Which is i am unable to reuse the template.

Please help me on this and let me know if this is possible or not. Because Google has also provided one to one template. Not many to many Template (e.g Three topic - Three BQ Table (three data pipeleine) , n-n).

import logging
import os
import json
from google.cloud import storage
from apache_beam import Pipeline, ParDo, DoFn
from apache_beam.io import ReadFromPubSub, WriteToBigQuery, BigQueryDisposition
from apache_beam.options.pipeline_options import PipelineOptions, StandardOptions, WorkerOptions, GoogleCloudOptions, \
    SetupOptions


def _get_storage_service():
    storage_client = storage.Client \
        .from_service_account_json(
        json_credentials_path='C:\Users\dneema\PycharmProjects\iot_dataflow\df_stm_iot_pubsub_bq\service_account_credentials.json')
    print('storage service fetched')
    return storage_client


class RuntimeOptions(PipelineOptions):

    def __init__(self, flags=None, **kwargs):
        super(RuntimeOptions, self).__init__(flags, **kwargs)

    @classmethod
    def _add_argparse_args(cls, parser):
        parser.add_value_provider_argument('--bucket_name', type=str)
        parser.add_value_provider_argument('--config_json_path', type=str,)


class PipelineCreator:

    def __init__(self):
        self.options = PipelineOptions()
        storage_client = storage.Client.from_service_account_json(
            'service_account_credentials_updated.json')

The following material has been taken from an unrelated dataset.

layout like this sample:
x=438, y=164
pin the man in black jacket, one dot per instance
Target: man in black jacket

        runtime_options = self.options.view_as(RuntimeOptions)
        bucket_name = str(runtime_options.bucket_name)
        config_json_path = str(runtime_options.config_json_path)

        # get the bucket with name
        bucket = storage_client.get_bucket(bucket_name)

        # get bucket file as blob
        blob = bucket.get_blob(config_json_path)

        # convert to string and load config
        json_data = blob.download_as_string()
        self.configData = json.loads(json_data)

        dataflow_config = self.configData['dataflow_config']
        self.options.view_as(StandardOptions).streaming = bool(dataflow_config['streaming'])
        self.options.view_as(SetupOptions).save_main_session = True

        worker_options = self.options.view_as(WorkerOptions)
        worker_options.max_num_workers = int(dataflow_config['max_num_worker'])
        worker_options.autoscaling_algorithm = str(dataflow_config['autoscaling_algorithm'])
        #worker_options.machine_type = str(dataflow_config['machine_type'])
        #worker_options.zone = str(dataflow_config['zone'])
        #worker_options.network = str(dataflow_config['network'])
        #worker_options.subnetwork = str(dataflow_config['subnetwork'])

    def run(self):
        os.environ['GOOGLE_APPLICATION_CREDENTIALS'] = 'dataflow-service-account.json'

        project_id = self.configData['project_id']
        dataset_id = self.configData['dataset_id']
        topics = self.configData['topics']
        table_ids = self.configData['bq_table_ids']
        error_table_id = self.configData['error_table_id']

        logger = logging.getLogger(project_id)
        logger.info(self.options.display_data())

        pipeline = Pipeline(options=self.options)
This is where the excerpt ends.